Measuring onnxruntime performance against a cython binding¶

The following code measures the performance of the python bindings against a cython binding. The time spent in it is not significant when the computation is huge but it may be for small matrices.

import numpy
from pandas import DataFrame
import matplotlib.pyplot as plt
from tqdm import tqdm
from onnx import numpy_helper, TensorProto
from onnx.helper import (
    make_model,
    make_node,
    make_graph,
    make_tensor_value_info,
    make_opsetid,
)
from onnx.checker import check_model
from onnxruntime import InferenceSession
from onnx_extended.ortcy.wrap.ortinf import OrtSession
from onnx_extended.args import get_parsed_args
from onnx_extended.ext_test_case import measure_time, unit_test_going

script_args = get_parsed_args(
    "plot_bench_cypy_ort",
    description=__doc__,
    dims=(
        "1,10" if unit_test_going() else "1,10,100,1000",
        "square matrix dimensions to try, comma separated values",
    ),
    expose="repeat,number",
)

A simple onnx model¶

A = numpy_helper.from_array(numpy.array([1], dtype=numpy.float32), name="A")
X = make_tensor_value_info("X", TensorProto.FLOAT, [None, None])
Y = make_tensor_value_info("Y", TensorProto.FLOAT, [None, None])
node1 = make_node("Add", ["X", "A"], ["Y"])
graph = make_graph([node1], "+1", [X], [Y], [A])
onnx_model = make_model(graph, opset_imports=[make_opsetid("", 18)], ir_version=8)
check_model(onnx_model)

Two python bindings on CPU¶

sess_ort = InferenceSession(
    onnx_model.SerializeToString(), providers=["CPUExecutionProvider"]
)
sess_ext = OrtSession(onnx_model.SerializeToString())

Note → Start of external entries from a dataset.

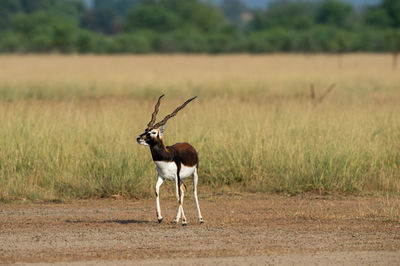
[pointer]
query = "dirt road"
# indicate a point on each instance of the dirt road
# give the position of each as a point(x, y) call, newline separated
point(239, 229)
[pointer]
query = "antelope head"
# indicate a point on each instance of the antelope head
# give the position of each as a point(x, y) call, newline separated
point(154, 132)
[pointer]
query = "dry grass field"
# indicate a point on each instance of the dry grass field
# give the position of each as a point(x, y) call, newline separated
point(287, 177)
point(69, 123)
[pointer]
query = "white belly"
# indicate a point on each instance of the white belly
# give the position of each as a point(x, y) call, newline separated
point(167, 170)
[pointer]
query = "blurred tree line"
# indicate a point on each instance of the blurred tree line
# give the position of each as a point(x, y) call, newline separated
point(195, 26)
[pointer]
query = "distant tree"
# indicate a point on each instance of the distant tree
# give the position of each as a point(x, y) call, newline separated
point(103, 20)
point(169, 15)
point(334, 12)
point(377, 16)
point(153, 16)
point(44, 32)
point(394, 40)
point(387, 14)
point(121, 6)
point(7, 9)
point(233, 10)
point(392, 8)
point(285, 14)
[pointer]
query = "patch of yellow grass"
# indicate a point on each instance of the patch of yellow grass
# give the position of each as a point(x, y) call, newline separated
point(69, 123)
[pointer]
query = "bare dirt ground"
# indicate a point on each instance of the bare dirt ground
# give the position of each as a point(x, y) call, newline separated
point(238, 229)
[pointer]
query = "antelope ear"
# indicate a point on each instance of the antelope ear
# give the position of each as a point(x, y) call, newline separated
point(162, 129)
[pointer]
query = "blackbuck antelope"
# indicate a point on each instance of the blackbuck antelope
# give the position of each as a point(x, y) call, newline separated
point(174, 163)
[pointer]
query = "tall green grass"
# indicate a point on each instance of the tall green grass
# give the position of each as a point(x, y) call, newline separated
point(60, 143)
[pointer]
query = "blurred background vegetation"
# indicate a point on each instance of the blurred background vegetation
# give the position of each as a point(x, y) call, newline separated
point(194, 26)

x = numpy.random.randn(10, 10).astype(numpy.float32)
y = x + 1

y_ort = sess_ort.run(None, {"X": x})[0]
y_ext = sess_ext.run([x])[0]

d_ort = numpy.abs(y_ort - y).sum()
d_ext = numpy.abs(y_ext - y).sum()
print(f"Discrepancies: d_ort={d_ort}, d_ext={d_ext}")

Discrepancies: d_ort=0.0, d_ext=0.0

Time measurement¶

run_1_1 is a specific implementation when there is only 1 input and output.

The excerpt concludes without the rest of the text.